L'Etat africain a, nous l'avons vu, du mal à porter un
projet de société. Il ne cherche qu'à satisfaire des
intérêts particuliers et les forces armées sont souvent
l'instrument de cette quête.
Au sortir de la colonisation, 2 types d'armées existent
en Afrique, les armées classiques nés du transfert de
compétences entre la métropole et ses ex-colonies et les
armées populaires soit nées de la lutte politique et militaire
pour l'indépendance soit nées après un brusque changement
de régime comme un coup d'Etat. Si les armées classiques se sont
longtemps distinguées des armées populaires par leur
éloignement de la sphère politique, la donne a changé car
les forces armées sont devenues avec le temps un instrument de pouvoir.

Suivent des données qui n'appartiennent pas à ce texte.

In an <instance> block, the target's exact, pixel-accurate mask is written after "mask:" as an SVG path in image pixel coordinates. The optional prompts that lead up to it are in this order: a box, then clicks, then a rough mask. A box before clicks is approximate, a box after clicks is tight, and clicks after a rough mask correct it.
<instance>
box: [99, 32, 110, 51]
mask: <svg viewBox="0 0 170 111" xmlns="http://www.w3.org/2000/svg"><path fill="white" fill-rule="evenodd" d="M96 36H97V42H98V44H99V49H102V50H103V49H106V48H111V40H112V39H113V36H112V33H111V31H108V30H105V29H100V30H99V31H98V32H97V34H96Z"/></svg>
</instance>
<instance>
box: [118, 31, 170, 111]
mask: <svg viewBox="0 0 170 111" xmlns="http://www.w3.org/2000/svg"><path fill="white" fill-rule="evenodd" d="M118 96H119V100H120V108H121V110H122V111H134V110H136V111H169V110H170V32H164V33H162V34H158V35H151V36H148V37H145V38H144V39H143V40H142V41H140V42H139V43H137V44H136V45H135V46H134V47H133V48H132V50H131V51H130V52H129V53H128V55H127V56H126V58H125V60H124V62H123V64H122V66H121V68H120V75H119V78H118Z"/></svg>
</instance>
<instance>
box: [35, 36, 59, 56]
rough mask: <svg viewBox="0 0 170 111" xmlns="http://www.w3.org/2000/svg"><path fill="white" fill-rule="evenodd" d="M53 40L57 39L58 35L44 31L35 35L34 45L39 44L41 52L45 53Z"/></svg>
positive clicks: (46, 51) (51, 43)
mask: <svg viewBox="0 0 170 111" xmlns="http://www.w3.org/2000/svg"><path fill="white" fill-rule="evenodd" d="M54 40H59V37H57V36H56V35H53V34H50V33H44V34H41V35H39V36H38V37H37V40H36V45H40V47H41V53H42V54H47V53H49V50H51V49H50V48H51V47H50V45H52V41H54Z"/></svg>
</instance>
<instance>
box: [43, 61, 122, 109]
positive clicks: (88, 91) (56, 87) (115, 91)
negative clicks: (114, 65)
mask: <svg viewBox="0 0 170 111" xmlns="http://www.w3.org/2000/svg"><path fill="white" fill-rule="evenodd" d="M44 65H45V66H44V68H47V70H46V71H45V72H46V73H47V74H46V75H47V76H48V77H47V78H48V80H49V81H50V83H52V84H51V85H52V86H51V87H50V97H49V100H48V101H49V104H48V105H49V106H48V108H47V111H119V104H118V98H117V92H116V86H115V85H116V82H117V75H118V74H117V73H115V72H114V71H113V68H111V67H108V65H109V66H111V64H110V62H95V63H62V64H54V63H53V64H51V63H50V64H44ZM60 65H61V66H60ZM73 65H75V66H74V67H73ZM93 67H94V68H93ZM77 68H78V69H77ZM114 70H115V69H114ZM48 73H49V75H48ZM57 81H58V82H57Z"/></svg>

Loin de leurs prérogatives qui consistent à garantir la
souveraineté nationale et l'intégrité territoriale, les
forces armées se sont retrouvées dans la sphère politique
et l'espace public.
L'Etat africain y voit un double avantage : les forces
armées permettent aux dirigeants arrivés au pouvoir
illégalement ou désireux d'y rester de le conserver tout aussi
illégalement. A cet effet l'armée est soit façonnée
à l'image du chef de l'Etat en recrutant exclusivement dans son clan
d'appartenance ou alors elle est concurrencée et affaiblie par des
milices personnelles. Dès lors les caractéristiques de
l'armée classique sont sacrifiées sur l'autel de la politique car
les militaires rentrent dans le jeu politique. De plus l'armée perd son
rôle d'institution totale car elle ne permet plus le brassage des
identités présentes à l'échelle de la nation.
Les forces armées en plus d'être un instrument de
pouvoir deviennent un instrument de déstabilisation politique car une
fois introduit dans le jeu politique les militaires
ont du mal à se défaire du pouvoir, en
témoigne la longue tradition de régimes militaires qui se
perpétuent malgré la démocratisation. Elles sont un
élément de déstabilisation sociale par la confiscation du
pouvoir qu'elles permettent, les violences physiques et psychologiques qu'elles
exercent sur les populations et par les systèmes tentaculaires de
pillage, d'affairisme qui s'organisent et vampirisent des pans entiers de
l'économie et de la société.
Les forces armées perdent alors leur raison
d'être, leur éthique et leur rigueur confisquées par un
pouvoir politique qui y voit un allié ; un allié encombrant qu'il
est difficile de maîtriser et qui bien des fois finit par franchir la
ligne et se substitue aux autorités car le pouvoir appelle le
pouvoir.
2) Pour une autre vision de la
sécurité.
La nature des conflits africains nous poussent à nous
interroger sur la notion de sécurité et ses implications en
Afrique. Qu'entend-on par sécurité ? S'agit-il seulement de la
sécurité des Etats. Non car les conflits africains sont bien
entendu des conflits interétatiques mais avant tout ce sont souvent des
conflits intraétatiques qui mettent aux prises des acteurs d'un
même Etat. Le double caractère de ces conflits a pour
conséquence l'intrication des différents dilemmes de
sécurité mais surtout l'importance de la sécurité
humaine qui est un enjeu d'une extrême importance.